You’re sitting there, filling out what feels like your hundredth new business questionnaire this year, and thinking that RFPs (request for proposals) are just a necessary fact of agency business life—always was, always will be. Well, I can’t speak for the future, but I can tell you that they are a more recent phenomenon than you ever suspected.

In the course of doing research for the accuracy-obsessed “Mad Men” TV show, I ran into the origins of the agency selection questionnaire, which dates back only to the early 1960s. In the February 12, 1962 article, “Quiz helps Mohawk Airlines pare list of contenders to two,” Advertising Age marvels that Mohawk was using a questionnaire to select a new advertising agency.

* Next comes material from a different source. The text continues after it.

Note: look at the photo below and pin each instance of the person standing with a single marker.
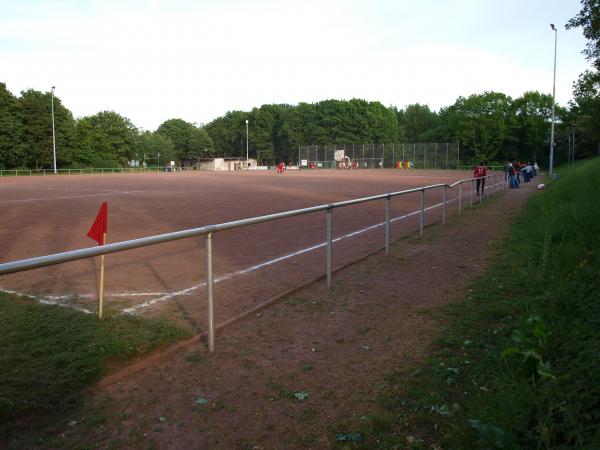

The publication was so intrigued with this innovative practice that they presented an enumerated list of all 18 questions in the article.

A month later, “Quiz helped Ocean Spray Cut Agency Field to 12” spelled out the 20 questions used in that case. It is interesting to note that adoption of the practice was not immediate, as evidenced by a similar article six years later, when Advertising Age published the 22 questions from a two-page questionnaire sent to agencies by Simplicity Pattern Co.

Also in 1968, Industrial Marketing had a feature article for marketers on how to design a questionnaire to get ‘useful qualitative data’…“if you’re going to use the questionnaire approach.”

How did advertisers choose agencies before 1960? By recommendations and by networking over golf and drinks at country clubs, of course.